Every day, students must make decisions that range from the mundane to the sublime, from which socks or stockings to wear to which summer activities to choose. Many high school students, particularly those who are focused on boosting the impact of their college applications, choose activities that fit into neat categories on the Common Application’s activities section. This is a good idea. However, there is an even better idea: choose activities that can lead to academic awards or honors. 

On the Common Application, there is a subheading on the education tab entitled “Honors.” Here, you can enter up to five academic achievements in grades 9 through 12. These can be school level awards, state or regional awards, national awards, or international awards. Obviously, national and international honors are weighted more heavily than local- or state- level honors. However, all honors are considered to be significant additions to a student’s application.
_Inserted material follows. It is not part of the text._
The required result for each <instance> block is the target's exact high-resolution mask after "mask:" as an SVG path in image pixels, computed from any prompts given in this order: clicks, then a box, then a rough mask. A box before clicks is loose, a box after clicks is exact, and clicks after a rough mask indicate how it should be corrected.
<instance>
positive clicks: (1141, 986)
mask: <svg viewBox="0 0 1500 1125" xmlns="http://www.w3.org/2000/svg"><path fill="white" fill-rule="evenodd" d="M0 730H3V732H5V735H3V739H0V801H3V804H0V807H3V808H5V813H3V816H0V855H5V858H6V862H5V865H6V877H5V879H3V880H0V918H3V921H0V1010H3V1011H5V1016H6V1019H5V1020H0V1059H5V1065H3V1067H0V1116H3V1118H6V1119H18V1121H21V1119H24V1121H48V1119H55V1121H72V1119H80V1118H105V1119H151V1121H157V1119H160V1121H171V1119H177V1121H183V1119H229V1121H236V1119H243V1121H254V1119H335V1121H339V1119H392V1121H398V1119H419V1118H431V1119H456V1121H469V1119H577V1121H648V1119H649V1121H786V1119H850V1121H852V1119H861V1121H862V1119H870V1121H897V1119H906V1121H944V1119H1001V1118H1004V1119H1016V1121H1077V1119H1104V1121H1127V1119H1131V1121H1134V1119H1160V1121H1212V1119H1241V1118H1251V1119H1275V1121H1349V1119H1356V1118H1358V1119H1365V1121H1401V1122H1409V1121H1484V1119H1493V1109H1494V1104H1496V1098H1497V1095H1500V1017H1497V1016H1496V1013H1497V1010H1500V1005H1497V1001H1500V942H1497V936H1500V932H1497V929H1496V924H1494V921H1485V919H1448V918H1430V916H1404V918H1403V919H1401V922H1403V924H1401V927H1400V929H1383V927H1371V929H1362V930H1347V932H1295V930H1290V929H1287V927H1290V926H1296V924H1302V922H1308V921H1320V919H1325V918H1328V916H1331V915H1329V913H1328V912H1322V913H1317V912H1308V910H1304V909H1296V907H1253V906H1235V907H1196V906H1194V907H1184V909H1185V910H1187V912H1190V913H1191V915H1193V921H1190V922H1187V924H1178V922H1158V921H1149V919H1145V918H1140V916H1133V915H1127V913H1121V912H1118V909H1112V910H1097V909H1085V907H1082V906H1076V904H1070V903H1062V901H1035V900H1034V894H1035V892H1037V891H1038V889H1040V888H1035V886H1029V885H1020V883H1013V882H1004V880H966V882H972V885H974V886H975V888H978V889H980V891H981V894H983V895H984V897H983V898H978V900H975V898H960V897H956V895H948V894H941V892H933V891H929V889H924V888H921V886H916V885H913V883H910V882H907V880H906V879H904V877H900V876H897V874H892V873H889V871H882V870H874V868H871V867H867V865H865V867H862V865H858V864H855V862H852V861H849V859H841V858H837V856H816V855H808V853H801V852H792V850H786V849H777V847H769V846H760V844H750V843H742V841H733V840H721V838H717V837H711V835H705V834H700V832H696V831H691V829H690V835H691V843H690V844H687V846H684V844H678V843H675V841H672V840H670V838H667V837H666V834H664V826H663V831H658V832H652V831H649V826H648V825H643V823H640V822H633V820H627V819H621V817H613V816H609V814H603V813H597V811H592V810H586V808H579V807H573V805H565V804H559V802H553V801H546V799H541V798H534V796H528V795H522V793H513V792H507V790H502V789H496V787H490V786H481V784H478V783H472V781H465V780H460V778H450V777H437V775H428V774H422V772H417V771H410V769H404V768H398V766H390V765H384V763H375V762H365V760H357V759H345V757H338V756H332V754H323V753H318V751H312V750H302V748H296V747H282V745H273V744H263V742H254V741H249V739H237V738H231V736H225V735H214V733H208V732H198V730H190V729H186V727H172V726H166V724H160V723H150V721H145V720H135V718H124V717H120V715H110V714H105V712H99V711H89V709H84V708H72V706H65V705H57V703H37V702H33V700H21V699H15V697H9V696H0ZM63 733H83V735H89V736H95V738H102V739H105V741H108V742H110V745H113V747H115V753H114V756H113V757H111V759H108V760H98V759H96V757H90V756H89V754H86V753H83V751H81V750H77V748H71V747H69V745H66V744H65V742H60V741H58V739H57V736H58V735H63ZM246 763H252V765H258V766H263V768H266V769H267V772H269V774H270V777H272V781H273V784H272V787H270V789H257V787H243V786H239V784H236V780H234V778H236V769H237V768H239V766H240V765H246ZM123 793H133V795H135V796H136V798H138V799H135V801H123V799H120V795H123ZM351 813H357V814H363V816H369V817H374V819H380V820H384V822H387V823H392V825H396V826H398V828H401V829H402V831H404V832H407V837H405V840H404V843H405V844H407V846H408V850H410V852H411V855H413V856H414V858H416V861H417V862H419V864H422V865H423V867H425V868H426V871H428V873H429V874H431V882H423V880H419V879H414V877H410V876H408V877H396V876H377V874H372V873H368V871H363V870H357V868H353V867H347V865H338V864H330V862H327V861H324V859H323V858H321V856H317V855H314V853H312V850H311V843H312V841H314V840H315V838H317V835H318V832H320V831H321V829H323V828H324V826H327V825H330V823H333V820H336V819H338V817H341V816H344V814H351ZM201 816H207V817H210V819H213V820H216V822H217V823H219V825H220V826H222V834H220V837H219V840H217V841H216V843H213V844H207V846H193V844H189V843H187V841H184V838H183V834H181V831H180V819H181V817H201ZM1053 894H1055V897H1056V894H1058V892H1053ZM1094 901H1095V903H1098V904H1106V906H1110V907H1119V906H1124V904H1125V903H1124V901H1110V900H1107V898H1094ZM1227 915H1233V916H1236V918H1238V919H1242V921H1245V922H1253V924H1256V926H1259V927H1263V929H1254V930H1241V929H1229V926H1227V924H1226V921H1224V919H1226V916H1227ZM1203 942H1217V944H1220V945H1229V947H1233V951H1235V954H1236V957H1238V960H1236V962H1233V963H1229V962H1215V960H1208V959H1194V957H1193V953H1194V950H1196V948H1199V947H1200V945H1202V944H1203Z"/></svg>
Therefore, as you choose your activities, consider some that can be included in the Honors section of the Common App. These can include international awards such as: The Intel International Science and Engineering Fair or IMO (International Math Olympiad); national awards, such as; AP National Scholar or The Science Olympiad National Tournament; state awards such as the State Spelling Bee, or state-level honors programs; or school awards, such as Honor Roll, Dean’s list, Valedictorian, etc. Also, the term “academic achievements” can be loosely translated. For example, becoming an Eagle Scout in Boy Scouts of America would be considered a national honor. Winning a silver medal in the state piano competition could also count. And, you don’t have to win the competition in order to include it in the honors section. For example, you can indicate that you finished in the top 10% in the AIME, or that you reached gold level in the USA Computing Olympiad.  

Other examples of honors could be winning a writing or art award such as those offered by Scholastic, or being recognized with a gold level certificate by the Corporation for National and Community Service. Further, you could be recognized for character or sportsmanship by a school’s athletic team, or for winning a subject-related award in school. You can also win an award for having perfect attendance and could include that as an honor on the common application. In general, you want to try to get involved in activities that can help you earn national and international honors. The next most beneficial to your application would be to win state honors. This is not to minimize, or derogate in any way, school or local accomplishments. It is just to indicate that colleges will look more favorably on awards that are larger in scale or scope.

Remember, successful applications to elite colleges typically include the checkbox items of high GPA, high test scores, and excellent recommendations. They also include a robust and meaningful list of activities, excellent essays, and anywhere between one and five significant honors. Choose your activities accordingly, and always strive to be the best person, and the best student, you can possibly be.